Even during the lockdown, their counsellors are constantly in touch with abused women through phone, according to Neeti Singhal, Research and Training Coordinator, SWATI. Depending on the case, SWATI also works through ASHA workers to reach assistance required to the women, she says. So far, over 550 ASHA workers in five blocks in Patan have been trained and the Mahila Sahayta Kendra has now been established in two more referral hospitals — General Hospital, Siddhpur and the Medical College and Hospital at Dharpur.

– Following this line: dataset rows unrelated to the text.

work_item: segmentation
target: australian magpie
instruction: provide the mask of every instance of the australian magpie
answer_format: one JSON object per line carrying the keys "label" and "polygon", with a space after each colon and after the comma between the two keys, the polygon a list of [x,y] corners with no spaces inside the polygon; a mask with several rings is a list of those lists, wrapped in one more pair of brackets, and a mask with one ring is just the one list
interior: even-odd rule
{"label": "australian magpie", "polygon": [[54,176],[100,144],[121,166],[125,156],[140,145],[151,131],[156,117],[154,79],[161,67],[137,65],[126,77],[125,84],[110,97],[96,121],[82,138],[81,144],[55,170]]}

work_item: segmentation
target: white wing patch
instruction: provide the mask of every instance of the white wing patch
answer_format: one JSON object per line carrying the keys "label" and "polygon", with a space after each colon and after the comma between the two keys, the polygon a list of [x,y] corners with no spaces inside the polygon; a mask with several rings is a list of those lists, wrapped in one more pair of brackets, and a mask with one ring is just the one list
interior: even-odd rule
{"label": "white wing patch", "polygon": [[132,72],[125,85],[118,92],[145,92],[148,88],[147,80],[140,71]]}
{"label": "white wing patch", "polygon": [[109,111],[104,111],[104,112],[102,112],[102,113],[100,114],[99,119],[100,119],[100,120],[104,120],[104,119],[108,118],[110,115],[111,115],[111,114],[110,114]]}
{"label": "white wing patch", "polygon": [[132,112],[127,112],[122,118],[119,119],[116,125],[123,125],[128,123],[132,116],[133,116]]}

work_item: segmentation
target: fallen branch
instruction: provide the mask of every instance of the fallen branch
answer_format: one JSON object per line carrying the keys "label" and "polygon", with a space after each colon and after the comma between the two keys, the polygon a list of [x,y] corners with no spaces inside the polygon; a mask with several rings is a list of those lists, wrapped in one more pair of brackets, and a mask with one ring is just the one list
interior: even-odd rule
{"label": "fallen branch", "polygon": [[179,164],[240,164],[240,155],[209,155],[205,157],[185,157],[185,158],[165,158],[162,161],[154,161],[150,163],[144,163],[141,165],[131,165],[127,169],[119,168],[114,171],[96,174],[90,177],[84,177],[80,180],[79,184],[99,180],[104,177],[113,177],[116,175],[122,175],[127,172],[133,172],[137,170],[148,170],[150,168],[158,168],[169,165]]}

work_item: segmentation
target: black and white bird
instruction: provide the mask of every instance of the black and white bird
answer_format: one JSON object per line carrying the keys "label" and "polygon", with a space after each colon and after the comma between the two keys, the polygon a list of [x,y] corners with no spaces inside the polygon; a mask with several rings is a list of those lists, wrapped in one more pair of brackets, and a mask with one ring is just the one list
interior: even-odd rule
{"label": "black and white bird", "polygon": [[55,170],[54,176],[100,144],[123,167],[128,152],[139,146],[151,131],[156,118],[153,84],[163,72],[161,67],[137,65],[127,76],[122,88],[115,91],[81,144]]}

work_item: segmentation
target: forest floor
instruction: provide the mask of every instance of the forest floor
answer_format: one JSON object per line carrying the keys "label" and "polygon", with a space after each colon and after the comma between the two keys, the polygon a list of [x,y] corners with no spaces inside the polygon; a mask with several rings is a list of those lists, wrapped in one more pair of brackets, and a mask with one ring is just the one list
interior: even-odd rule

Clearly, ASHAs can make the difference between life and death for women who cannot seek help because they have no access to mobile phones or are too scared to use one for fear of being caught by the abusive partner. However, it is important to remember that ASHAs are voluntary workers. They receive performance-based incentives for delivering various healthcare services. But more often than not, these honorariums are not paid in time. Sometimes, just a part payment is made. The fact that they continue to work despite being underpaid should not be an excuse to undervalue them.
The work of ASHAs is more critical during these unprecedented times. If preventing violence against women is a priority, then those who are at the forefront of such initiatives, like the ASHAs, must be respected and protected.